Il passaggio dei Frank alla clandestinità avvenne il 5 luglio 1942. Era stata una domenica normale fino a quando, verso le tre di pomeriggio, qualcuno bussò alla porta. Edith aprì e si trovò davanti il postino, che veniva a consegnare una citazione per Margot. La ragazza aveva appena sedici anni e veniva convocata presso il Quartier Generale del Servizio Obbligatorio in Germania, da dove sarebbe in seguito stata trasferita nel campo di concentramento di Westerbork.

Il diario di Anna Frank, che la bambina aveva chiamato Kitty
Foto: Pubblico dominio
Dodici ore dopo i Frank si diressero in segreto verso la sede dell’azienda di famiglia.

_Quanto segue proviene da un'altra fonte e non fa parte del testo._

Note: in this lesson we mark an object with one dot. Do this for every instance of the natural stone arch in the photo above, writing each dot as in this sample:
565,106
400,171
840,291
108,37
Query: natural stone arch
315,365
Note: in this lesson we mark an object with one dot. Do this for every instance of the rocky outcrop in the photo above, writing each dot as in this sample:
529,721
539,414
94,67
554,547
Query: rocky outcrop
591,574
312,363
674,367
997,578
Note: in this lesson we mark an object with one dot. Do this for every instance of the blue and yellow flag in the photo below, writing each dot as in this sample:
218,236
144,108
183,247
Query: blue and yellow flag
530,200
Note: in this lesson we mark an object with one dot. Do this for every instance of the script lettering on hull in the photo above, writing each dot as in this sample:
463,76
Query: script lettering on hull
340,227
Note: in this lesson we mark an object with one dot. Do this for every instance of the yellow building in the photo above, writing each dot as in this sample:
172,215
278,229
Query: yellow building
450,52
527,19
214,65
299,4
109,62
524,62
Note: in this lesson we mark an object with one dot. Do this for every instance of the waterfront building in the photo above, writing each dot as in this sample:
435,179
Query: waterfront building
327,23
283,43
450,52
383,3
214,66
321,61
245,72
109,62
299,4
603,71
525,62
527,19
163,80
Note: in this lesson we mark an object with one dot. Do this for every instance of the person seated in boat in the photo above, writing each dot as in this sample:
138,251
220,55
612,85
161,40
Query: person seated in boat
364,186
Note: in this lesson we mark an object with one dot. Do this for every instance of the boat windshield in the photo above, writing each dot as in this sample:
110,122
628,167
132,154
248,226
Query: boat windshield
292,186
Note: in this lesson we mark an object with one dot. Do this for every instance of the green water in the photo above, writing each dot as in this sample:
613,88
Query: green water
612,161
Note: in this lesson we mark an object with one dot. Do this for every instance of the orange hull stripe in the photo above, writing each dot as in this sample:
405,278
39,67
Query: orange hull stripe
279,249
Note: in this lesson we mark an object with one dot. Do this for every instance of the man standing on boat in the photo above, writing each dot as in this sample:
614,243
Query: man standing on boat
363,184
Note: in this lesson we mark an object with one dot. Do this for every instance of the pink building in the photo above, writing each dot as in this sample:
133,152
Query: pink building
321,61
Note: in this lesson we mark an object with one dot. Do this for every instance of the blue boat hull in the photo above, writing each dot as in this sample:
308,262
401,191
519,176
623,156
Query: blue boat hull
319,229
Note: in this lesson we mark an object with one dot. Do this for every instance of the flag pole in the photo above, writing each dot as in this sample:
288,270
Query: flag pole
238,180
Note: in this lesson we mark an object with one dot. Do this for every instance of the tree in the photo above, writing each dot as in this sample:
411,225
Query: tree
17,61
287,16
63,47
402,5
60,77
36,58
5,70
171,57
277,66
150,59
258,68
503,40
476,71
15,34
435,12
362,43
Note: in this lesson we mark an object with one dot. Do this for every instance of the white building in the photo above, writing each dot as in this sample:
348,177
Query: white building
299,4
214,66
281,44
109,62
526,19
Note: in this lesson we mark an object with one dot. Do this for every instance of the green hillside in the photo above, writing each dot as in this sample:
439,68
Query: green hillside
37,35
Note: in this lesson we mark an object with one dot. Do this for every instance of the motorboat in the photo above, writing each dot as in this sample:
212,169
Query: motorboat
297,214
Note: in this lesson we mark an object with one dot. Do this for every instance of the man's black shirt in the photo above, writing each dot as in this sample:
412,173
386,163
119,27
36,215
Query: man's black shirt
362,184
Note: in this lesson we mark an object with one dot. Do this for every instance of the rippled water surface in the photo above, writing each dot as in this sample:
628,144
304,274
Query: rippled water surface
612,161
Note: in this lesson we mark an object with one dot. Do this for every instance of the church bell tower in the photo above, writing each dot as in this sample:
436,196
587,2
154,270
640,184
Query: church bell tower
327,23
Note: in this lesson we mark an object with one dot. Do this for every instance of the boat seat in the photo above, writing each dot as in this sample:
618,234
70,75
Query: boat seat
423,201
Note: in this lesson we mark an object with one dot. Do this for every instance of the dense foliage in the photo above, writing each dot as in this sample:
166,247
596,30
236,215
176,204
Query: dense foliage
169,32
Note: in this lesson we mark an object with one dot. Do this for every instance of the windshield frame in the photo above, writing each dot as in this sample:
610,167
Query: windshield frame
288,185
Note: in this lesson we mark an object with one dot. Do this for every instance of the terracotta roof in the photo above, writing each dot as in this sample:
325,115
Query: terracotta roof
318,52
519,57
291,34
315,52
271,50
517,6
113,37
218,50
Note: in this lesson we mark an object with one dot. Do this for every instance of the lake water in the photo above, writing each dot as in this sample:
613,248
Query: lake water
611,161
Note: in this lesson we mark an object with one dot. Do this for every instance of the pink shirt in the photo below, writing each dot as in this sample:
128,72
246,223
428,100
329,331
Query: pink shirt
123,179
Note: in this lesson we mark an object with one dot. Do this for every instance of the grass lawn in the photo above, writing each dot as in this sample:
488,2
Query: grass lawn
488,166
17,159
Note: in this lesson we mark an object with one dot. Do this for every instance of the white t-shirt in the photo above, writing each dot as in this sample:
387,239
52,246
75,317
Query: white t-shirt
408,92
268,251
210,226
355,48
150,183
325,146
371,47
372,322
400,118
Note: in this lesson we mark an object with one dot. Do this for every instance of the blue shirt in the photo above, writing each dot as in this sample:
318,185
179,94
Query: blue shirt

Camminavano sotto la pioggia con indosso tutti i vestiti che riuscivano a portare. Tutto era stato preparato in anticipo senza che le ragazze lo sapessero: una libreria girevole dava accesso al retro della sede centrale. L'idea geniale era stata di Johan Voskuijl, che insieme a Bep Voskuijl, Johannes Kleiman, Victor Kugler, Jan Gies — che aveva contatti con la resistenza — e Miep Gies, diventarono i protettori dei Frank.
Quando Miep Gies chiuse alle loro spalle il passaggio che divideva l'angusto appartamento dal resto della casa, l’esterno fu come relegato a un’altra dimensione. Il mondo si ridusse a uno spazio di cinquanta metri quadrati occupati, inizialmente, da quattro adulti e tre giovani: i Frank, e i van Pels (Hermann, Auguste e il loro figlio, Peter). Qualche settimana dopo arrivò Fritz Pfeffer.
«Ovviamente non possiamo guardare dalla finestra oppure uscire. E poi dobbiamo essere silenziosi per non farci sentire di sotto», osservò Anna nel suo diario sabato 11 luglio 1942
La ragazza, scioccata dall'improvvisa svolta che stava prendendo la sua vita — erano fuggiti senza nemmeno dire addio ai suoi loro — visse quelle prime settimane nel nascondiglio come un'avventura. Alla fine avrebbero trascorso venticinque lunghi mesi rinchiusi. Anna visse in questo modo una settima parte della sua breve vita.
Nonostante Otto ed Edith avessero pianificato la logistica della clandestinità e spostato gradualmente nel rifugio tutto il necessario, la vita nel nascondiglio non fu facile. Proprio quando gli adolescenti cercano il loro posto nel mondo, Anna dovette condividerne uno spazio minuscolo con i suoi genitori e altri tre adulti, con poca privacy, senza la possibilità di uscire e sfogarsi. Era senza dubbio una situazione difficile, alla quale la ragazza si adattò con una certa maturità. Inoltre, con il passare del tempo, tutti persero le speranze che inizialmente avevano covato: che Hitler subisse una iniziale e determinante sconfitta.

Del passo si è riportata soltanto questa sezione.